Last year, this very thing happened to me. I trained all preseason, worked my butt off, spent hours in the weight room, just to get hurt.
The “I did all this for nothing” never helped me get through the hard time I was facing. Instead, I choose to view it in the way of me getting my body super strong to deal with the injury I had. I tore my ACL, MCL, meniscus, and fractured my femur and tibia all in one track accident. I realize now that if I hadn’t been working out and gaining strength for the season, my body wouldn’t have been able to bounce back as fast as it did from the injury.
Now, as a senior, I want to make this a year to remember. Track is my sport and I have loved it since freshman year. Getting hurt my junior year made me feel as though I’d never be able to compete again.

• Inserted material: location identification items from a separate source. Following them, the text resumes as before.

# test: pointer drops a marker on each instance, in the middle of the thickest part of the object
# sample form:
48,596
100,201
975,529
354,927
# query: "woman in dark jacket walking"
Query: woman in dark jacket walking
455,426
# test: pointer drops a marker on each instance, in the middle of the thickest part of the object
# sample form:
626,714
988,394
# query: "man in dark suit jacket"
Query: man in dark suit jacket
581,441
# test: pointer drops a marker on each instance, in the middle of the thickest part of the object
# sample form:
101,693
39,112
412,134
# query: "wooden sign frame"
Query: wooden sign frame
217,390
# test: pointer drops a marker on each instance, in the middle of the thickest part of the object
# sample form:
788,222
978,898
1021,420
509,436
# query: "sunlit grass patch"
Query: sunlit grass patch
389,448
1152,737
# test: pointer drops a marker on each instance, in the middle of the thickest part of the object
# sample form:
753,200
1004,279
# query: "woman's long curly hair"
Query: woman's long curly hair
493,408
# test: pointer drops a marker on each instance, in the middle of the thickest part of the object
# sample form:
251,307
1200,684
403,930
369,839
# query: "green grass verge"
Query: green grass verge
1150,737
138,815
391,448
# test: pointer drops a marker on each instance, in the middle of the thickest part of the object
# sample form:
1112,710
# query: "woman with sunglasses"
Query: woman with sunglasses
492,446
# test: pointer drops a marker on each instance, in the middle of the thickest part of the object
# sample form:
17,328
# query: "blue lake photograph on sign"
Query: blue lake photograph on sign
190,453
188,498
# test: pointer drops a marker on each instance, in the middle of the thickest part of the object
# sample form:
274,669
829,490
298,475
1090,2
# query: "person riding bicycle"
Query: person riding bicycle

I constantly believed the lies that continued to put me in a dark depression. I was hurting, physically and mentally.
With that being said, track was something that took away the worries of the world. As I pushed myself, I wasn’t stressing over work or school but I was simply focused on getting through the finish line or hitting a new PR. Track was my therapy.
Choosing to go back to your sport after a serious injury is terrifying and so exciting all at once.
The constant fear of “what if I get hurt again” is always in the back of my mind. I contemplated for a while whether or not I should go back. I was stressed out about it and still am. I feel though that if I don’t go back, I’ll regret it.
It’s hard to trust that your body is really healed after being told that you can’t do things for so long.
I wasn’t able to walk for 3 months, wasn’t able to run for 7 months and when I was finally allowed to, I felt very hesitant. Trusting the healing process is difficult, but it’s a part of growth and understanding the injury. When I was cleared by my surgeon to go back to doing track, I had tears in my eyes. Being immoble for so long, I couldn’t believe I was able to do the sport I love again. I am scared to go back, but I know I have the strength to do so. It’s the matter of believing I have the strength that will determine my ability within the sport.
Deciding to go back to your sport is a power move and shows that you’re unstoppable. Going back to your sport and succeeding would be a crazy comeback. No one would see it coming!
Getting back into the sport is challenging but not impossible.
Training for me recently has been brutal. I am not in the shape I once was in. I went on a run a few days ago and went for about a mile. By the time I got home, my knee was tingling and burning and it scared me. I had a moment where I thought maybe I wasn’t cut out to go back to track. I laid on the cold concrete in front of my house and just stared at the sky. After my runs, I would always cry or be super upset. I was angry and felt that I’d never be as good as I once was.
Healing takes time, and though you want to go back to your sport, don’t be discouraged that you’re not as good as you once were.
I realized that I was still healing and not to be too hard on myself. I prioritized working on skills I would need to use for the new event I would be doing: javelin. I am excited to start this event and a new chapter of my life.
It’s so important to be optimistic and have courage to overcome the fears of going back to your sport. It will be scary, and you may have a hard time getting back into it, but the second you do, it will be completely worth it.